By late midmorning, as rain came in fits and starts, the group had grown to about 50 people, while the residents they'd come to support stood watch behind the site's locked gate.

The makeshift site, which residents describe as a safe, drug-fee community, is a collection of trailers and orderly tents set up alongside a composting toilet and larger communal tent. Residents have access to food and some medical services and are protected by a large iron fence.

But Oakland officials argue that inhabitants broke into the fenced-off area and have been illegally occupying a site for which the city is ultimately liable.

The city's first attempt to evict residents of the encampment was blocked in early November when a federal judge granted a temporary restraining order. But last week, the same judge ruled that as long as the city could provide residents with alternate shelter options, it could legally evict them.

"It's a little disappointing that we are here the morning of the eviction, and shelter hasn't been set up or sorted out for the residents," said Joshua Piovia-Scott, an attorney representing the homeless group. "Because that is exactly what the judge had ordered to happen."

But Karen Boyd, a spokeswoman for the city administrator's office, denied this claim. In a statement, she said that city staff have been on-site, engaging with residents to determine their specific shelter needs, and providing compassionate options.

The city "has offered the residents every opportunity for shelter," Boyd said.

But residents said that shelter options offered by the city are insufficient. Some shelters, they said, don't allow children or pets -- a claim the city denies -- or don't accommodate people who work at night. Residents also worried that a promise of a shelter bed might last only for a day, even as city staff have "reassured them that they are able to stay for more than one night," Boyd said.

But a few hours after the scheduled eviction, police and city officials left and Candice Elder, a homeless advocate, addressed the remaining crowd of supporters.

"We negotiated with the city to not evict today," Elder said, to a round of cheers and applause. The city had promised to "sit down with the 13 residents and hear their stories, and negotiate a better process," she said, emphasizing that should have been the plan from the start.

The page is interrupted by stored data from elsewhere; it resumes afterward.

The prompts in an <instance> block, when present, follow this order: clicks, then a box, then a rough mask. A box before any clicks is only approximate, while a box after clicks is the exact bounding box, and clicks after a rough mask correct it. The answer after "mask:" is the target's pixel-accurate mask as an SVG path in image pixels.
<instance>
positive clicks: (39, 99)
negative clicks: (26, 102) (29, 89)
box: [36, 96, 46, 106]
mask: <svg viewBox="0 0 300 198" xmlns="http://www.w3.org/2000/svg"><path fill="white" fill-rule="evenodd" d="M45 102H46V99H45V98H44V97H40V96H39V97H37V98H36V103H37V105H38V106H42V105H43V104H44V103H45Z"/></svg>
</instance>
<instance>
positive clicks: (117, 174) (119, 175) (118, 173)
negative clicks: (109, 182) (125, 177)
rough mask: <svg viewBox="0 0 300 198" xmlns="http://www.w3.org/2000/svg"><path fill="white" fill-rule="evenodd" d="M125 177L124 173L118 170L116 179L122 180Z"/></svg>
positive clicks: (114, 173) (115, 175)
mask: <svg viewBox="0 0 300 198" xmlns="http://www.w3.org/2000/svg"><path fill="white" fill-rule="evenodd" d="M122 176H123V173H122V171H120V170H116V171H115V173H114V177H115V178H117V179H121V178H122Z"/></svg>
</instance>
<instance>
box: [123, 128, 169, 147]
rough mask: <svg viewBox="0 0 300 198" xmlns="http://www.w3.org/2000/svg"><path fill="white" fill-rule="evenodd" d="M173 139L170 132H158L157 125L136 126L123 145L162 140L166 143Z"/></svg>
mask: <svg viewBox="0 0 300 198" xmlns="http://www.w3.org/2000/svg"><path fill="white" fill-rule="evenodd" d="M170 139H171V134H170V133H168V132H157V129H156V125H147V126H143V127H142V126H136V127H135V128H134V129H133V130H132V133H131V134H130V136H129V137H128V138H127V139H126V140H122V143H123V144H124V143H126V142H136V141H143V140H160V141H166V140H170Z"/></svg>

"You don't do case management three days before you evict someone," she said. "You don't do case management after you serve an eviction notice. You're supposed to sit down with these folks and treat them with respect and dignity way before this. So we got them to do this now."

The leader of the encampment, Anita de Asis, who goes by the name Needa Bee, said staying on the land is her goal, no matter the unlikelihood of the city agreeing to that.

"Why move us if we're actually improving the situation not just for ourselves, but for the surrounding community," she said, adding that the community fed 500 people on Thanksgiving. "There's hundreds of people in this neighborhood who are homeless that use our services."

Before they took over and cleaned up the lot, Bee said, it was full of trash, drug paraphernalia and human feces. She pointed out the compostable toilet and community garden, noting that residents have taken pride in this encampment.

Village resident Ayana Johnson took a moment to thank the supporters who had stayed.

"I really appreciate it from the bottom of my heart," she said. "If the whole city did this, we wouldn't be fighting about some little land. We'd all have something."